Solène Ortoli draws figurative yet irrational spaces — plunging views whose perspectives compete with one another — in which nature seems to domesticate both places and bodies.
Vacant houses, yet inhabited by an inversion of the domestication process; it is now nature that transforms human habitat, through its grassy and arboreal irruption.
Interior and exterior blur into a dialogue of forms and colours. Greenery makes its way indoors, while the outside is furnished with domestic objects. The two spaces communicate through an absence of partition walls, or through large bay windows behind which the intimacy of the figures is exposed by the transparency of the spaces.

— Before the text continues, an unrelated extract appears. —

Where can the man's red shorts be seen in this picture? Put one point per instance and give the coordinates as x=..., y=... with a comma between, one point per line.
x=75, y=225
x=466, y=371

These figures explore their animal origins, visited here by a simian silhouette, there caressing a fluid and spectral ichthyic form, or bathing in a liquid element as if to return to the source of a forgotten nature lying in the depths. Others drift in ambiguity: mermaids frozen mid-transition, held in a passage between their two states — animal and human — and their two distinct realms — the world above and the world below — connected by baths resembling burial vaults.
These water surfaces reflect another world, as do the monolithic beds — that threshold between dream and waking — and the inclined mirrors that open as many loopholes toward an inverted world, much like the "House of the Mirror" of Lewis Carroll's Alice.
With the mirror, Solène handles reflection as a material, giving shape to unsuspected landscapes. This mirror transforms and deepens our reality, overturns its horizon, and reveals to our eyes the image of our own deeper nature.